I’m rewriting a novella I originally wrote 6 years ago...
It was 3:38 a.m. on a Saturday morning. The body was grotesquely pinned to the large juniper tree just off forestry road 240. He was a Caucasian male, approximately 6’2” and 200 pounds, with dark brown hair that was peppered with gray around his temples. The force of the arrow slammed his face into the rough bark, rendering him practically unidentifiable. He was clad in camouflage sweatpants and a hunter green sweatshirt; his feet were bare. The shaft of the arrow extended about ten inches from his right shoulder blade; the neon orange and gold fletchings splattered with blood as a nice pool of blood accumulated beneath him, soaking into the ground.
A pair of hunters who were spotlighting in the area looking for elk found the victim and called it in.
“Nice shot, huh?” reverberated the gruff voice of Sgt. Eddie Walker. Detective Obvious, my pain-in-the-ass partner.
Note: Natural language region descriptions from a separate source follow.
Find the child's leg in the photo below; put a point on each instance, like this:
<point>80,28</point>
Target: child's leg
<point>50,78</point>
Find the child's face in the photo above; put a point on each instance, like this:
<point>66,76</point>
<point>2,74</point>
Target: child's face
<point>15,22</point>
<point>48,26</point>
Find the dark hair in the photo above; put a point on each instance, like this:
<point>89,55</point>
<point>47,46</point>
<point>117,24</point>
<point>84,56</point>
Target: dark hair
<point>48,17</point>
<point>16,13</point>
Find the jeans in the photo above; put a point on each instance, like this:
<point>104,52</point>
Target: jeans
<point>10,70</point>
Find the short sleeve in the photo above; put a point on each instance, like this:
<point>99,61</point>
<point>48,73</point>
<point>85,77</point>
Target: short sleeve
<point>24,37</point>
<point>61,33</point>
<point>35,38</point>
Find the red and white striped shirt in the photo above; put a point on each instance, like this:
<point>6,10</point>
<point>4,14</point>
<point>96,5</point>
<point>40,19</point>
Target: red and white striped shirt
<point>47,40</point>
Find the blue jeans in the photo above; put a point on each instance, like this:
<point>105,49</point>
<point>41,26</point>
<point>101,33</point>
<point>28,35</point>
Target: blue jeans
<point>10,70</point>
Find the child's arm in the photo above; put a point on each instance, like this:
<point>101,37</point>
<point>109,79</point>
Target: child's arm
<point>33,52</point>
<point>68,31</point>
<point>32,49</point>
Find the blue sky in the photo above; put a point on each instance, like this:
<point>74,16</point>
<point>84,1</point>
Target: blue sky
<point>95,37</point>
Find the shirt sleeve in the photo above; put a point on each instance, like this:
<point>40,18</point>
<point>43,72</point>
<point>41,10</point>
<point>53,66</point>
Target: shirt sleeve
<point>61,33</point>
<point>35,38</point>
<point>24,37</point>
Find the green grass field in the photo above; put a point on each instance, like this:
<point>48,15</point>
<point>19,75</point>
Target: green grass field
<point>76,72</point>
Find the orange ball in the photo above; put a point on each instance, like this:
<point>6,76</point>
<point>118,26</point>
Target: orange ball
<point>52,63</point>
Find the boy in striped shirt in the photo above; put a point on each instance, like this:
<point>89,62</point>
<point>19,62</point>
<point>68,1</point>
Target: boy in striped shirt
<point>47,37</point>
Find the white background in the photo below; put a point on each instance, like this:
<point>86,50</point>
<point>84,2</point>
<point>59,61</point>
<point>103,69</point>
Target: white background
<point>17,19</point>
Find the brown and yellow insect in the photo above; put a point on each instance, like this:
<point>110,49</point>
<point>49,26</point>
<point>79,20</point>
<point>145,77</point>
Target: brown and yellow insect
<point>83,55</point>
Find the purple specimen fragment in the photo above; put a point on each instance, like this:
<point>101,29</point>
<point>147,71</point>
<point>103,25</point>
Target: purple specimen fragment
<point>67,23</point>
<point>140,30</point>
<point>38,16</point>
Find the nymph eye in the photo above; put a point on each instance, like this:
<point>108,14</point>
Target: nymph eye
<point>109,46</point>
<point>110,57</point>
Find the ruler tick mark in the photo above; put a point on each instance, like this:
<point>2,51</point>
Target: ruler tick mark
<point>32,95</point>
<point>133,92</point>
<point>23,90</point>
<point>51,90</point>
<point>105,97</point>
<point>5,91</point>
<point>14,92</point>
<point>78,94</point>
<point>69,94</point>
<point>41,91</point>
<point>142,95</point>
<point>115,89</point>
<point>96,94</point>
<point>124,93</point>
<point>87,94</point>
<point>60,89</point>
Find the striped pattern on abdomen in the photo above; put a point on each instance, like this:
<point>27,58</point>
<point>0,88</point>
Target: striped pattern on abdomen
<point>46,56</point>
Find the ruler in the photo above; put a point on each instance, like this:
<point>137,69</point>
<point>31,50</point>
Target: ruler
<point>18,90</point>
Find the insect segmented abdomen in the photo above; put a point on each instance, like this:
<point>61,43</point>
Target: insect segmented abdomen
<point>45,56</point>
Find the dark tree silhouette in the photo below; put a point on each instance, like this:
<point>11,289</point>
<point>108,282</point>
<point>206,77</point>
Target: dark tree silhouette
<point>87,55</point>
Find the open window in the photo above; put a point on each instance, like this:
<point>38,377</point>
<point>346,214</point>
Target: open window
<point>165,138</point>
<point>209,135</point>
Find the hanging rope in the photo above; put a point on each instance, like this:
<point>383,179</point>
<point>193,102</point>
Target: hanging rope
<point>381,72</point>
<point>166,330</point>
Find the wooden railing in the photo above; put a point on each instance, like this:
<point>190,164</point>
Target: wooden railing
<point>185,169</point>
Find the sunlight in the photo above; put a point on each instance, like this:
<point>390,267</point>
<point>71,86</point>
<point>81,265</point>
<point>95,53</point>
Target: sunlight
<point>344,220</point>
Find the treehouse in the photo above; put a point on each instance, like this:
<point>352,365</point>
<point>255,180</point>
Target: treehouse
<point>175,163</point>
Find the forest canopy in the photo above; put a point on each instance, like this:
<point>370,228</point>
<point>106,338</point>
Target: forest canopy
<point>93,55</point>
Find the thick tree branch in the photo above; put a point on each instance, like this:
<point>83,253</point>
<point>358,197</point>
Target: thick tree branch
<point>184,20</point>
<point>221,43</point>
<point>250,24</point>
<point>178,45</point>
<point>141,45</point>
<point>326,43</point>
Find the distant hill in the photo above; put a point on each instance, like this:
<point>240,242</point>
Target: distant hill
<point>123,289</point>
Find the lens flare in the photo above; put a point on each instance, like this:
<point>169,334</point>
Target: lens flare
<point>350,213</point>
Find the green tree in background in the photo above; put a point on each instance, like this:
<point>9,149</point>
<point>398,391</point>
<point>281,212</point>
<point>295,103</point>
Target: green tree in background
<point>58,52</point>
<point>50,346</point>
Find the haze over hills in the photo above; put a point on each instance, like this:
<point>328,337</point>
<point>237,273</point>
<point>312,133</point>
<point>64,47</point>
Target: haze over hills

Who he had to fuck to make sergeant I will never know. Eddie was in his early 50's, about 5’9” and 200 pounds. His salt-and-pepper hair, brown eyes, and overall disheveled appearance reminded me of Peter Falk in “Columbo” sans the trenchcoat and cigar. Eddie was thrice-divorced with two grown daughters he barely knew with ex-number-one. We had been partners since I was promoted to homicide almost three years ago.
Being a cop is not conducive to successful relationships, despite the majority of pop-culture-television-legal-drama bullshit which suggests that law enforcement personnel can have happy and enduring marriages, or, at the very least, exciting sex lives with co-workers. I’m sure there are some, but in all reality, it’s a tough life and we are all married to our jobs and, to a lesser degree, our partners. Hence the high rate of alcoholism and suicide. And divorce.